The first Pentecostals also created and marketed their own music. Since they sang with enthusiasm if not always with musical training, their hymnody offers revealing commentary on the early movement's texture. New songs seemed at first as likely to come by exercising the spiritual gifts of tongues and interpretation as by more traditional means, but within a few years, the movement boasted a cadre of musicians who gave expression to Pentecostalism's particular emphases on the Holy Spirit and the end-times. Often produced on the cheapest stock available, early Pentecostal music remains an essential if fragile and neglected source. In the movement's first heyday, few could have imagined just how profoundly Pentecostals would influence the musical tastes of vast numbers of Christians.
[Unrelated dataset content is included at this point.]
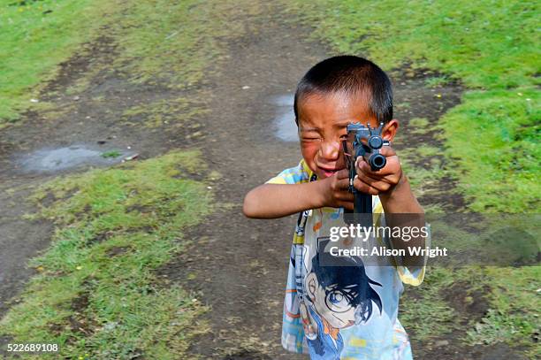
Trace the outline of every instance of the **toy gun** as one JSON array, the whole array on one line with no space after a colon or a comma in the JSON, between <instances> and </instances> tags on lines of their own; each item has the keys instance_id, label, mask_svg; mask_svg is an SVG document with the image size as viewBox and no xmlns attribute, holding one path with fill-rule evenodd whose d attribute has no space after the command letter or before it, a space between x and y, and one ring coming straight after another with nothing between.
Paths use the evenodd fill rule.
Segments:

Inexpensive books of testimony and admonition offer yet another glimpse into the early Pentecostal ethos. They present filtered (and sometimes conflicting) memories, invaluable to the historian, but requiring careful use. The wide range, fragmentary nature, and uneven quality of the sources for the study of early Pentecostalism mean that thorough and comparative familiarity with the literature is essential to responsible study.
More than anyone else to date, Grant Wacker has accomplished this feat. His new book, Heaven Below, invites the reader into the world of early Pentecostalism. Wacker's title was a common Pentecostal descriptor for the glory Pentecostals said they felt. It is found as well in the words of an old Pentecostal favorite: "'Tis heaven below my Redeemer to know / For He is so precious to me." The song came from the pen of Methodist Charles Gabriel, but Pentecostals resonated with its intimate description of the inner life. And, Wacker observes, the way they appropriated typified the tenacity and creativity that made them prosper against the odds. For the faithful, Pentecostal experience—a "know-so" salvation and spiritually empowering baptism with the Holy Spirit—brought heaven into their souls and transformed their humdrum lives from the inside out. It made divine power part of every day for those who believed the Holy Spirit literally indwelled, guided and empowered them in tangible ways.